No pedido da promotoria, a prefeitura teria que abster-se de adquirir, dispensar aos cidadãos (seja como medida preventiva seja como medida repressiva), pagar, ressarcir ou reembolsar os fármacos do protocolo precoce/ “Kit´Covid” (cloroquina, hidroxicloroquina, nitazoxanida e ivermectina), por força do art. 19-T da Lei nº 8.080/90, sob pena de multa cominatória não inferior a R$ 10.000,00 (dez mil reais), por dia de atraso do ente público no cumprimento das obrigações de transparência referidas acima, a incidir sobre o patrimônio pessoal do gestor.

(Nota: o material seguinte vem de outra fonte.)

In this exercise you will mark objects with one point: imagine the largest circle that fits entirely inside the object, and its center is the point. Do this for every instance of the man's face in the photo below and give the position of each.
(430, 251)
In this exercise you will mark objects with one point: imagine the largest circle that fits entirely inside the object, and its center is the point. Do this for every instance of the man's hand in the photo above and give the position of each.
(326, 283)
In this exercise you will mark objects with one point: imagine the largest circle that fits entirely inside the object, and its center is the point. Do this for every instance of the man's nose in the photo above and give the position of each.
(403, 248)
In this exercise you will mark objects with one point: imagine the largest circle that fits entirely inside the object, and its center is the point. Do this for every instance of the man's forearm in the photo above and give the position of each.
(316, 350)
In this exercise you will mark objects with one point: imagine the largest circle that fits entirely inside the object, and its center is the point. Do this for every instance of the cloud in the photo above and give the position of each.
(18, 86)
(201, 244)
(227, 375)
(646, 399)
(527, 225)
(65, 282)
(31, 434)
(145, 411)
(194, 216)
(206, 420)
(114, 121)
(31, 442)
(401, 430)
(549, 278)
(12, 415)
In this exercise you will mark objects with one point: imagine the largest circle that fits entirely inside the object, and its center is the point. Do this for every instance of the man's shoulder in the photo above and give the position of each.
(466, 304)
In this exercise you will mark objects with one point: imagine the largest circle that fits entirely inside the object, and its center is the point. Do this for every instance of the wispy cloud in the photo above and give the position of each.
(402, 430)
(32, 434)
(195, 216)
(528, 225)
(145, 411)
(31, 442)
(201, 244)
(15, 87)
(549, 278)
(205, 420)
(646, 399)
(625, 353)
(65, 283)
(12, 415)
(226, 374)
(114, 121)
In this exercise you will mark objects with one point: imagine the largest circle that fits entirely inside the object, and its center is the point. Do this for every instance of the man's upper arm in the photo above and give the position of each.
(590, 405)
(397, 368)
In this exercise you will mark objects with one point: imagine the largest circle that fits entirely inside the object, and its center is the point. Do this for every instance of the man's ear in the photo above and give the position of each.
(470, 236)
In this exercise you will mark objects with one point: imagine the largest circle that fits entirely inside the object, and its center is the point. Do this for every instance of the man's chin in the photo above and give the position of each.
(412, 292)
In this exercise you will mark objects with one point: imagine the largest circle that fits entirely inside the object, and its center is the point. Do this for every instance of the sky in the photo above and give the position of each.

Também foram solicitados na ação da promotoria: suspensão da utilização do protocolo precoce, seja como medida preventiva, seja como medida repressiva, como política de enfrentamento ao Covid-19; proibir a prescrição dos mesmos medicamentos cloroquina, para os pacientes com quadro suspeito ou confirmado de Covid-19, atendidos nas redes próprias e contratualizada pela Secretaria de Saúde da Bahia; proibir o fornecimento, pelas farmácias dos hospitais da rede própria da Secretaria de Saúde do Estado da Bahia, dos medicamentos acima citados; divulgar no instagram, facebook e sítio eletrônico oficial do Município a suspensão do protocolo precoce, mantendo tal divulgação por 30 dias consecutivos sob pena de multa e, por fim, publicar no DOM (Diário Oficial do Município) a suspensão do uso do protocolo precoce. Todas essas restrições, caso não fossem cumpridas, em prazo determinado, seria imputado à prefeitura multa de R$ 10.000,00 por cada item relacionado.

Em sua decisão a juíza relata que, as medidas de tratamento farmacológico da COVID-19, como “o tratamento inicial” ou outras formas de abordagem desta doença, estão amparadas pelo Parecer CFM nº 004/2020, de 16 de abril de 2020 e pela Nota Informativa nº17/2020/SE/GAB/MS, do Ministério da Saúde, de 11 de agosto de 2020.

“Cabe ressaltar, segundo as referidas Notas Técnicas, que o emprego de medicações já aprovadas para uso em outras indicações (redirecionamento) é particularmente útil durante a situação atual, pois, além destes fármacos serem prontamente disponíveis, as décadas de uso clínico comprovadamente seguro fazem com que se atenda ao preceito básico” de “primeiramente não causar o mal” (não-maleficência), disse a magistrada em sua sentença.

A Juíza cita ainda Nota Técnica do Conselho federal de Medicina que diz: “diante da excepcionalidade da situação e durante o período declarado da pandemia, não cometerá infração ética o médico que utilizar a cloroquina ou hidroxicloroquina, nos termos acima expostos, em pacientes portadores da Covid-19”.

Nêmora Janssen ressalta em sua decisão de indeferir a liminar que, independentemente do uso dos medicamentos receitados pelos médicos, as medidas não farmacológicas recomendadas pela OMS, como o uso de máscaras, álcool em gel e distanciamento social, são essenciais para evitar a contaminação e propagação do vírus.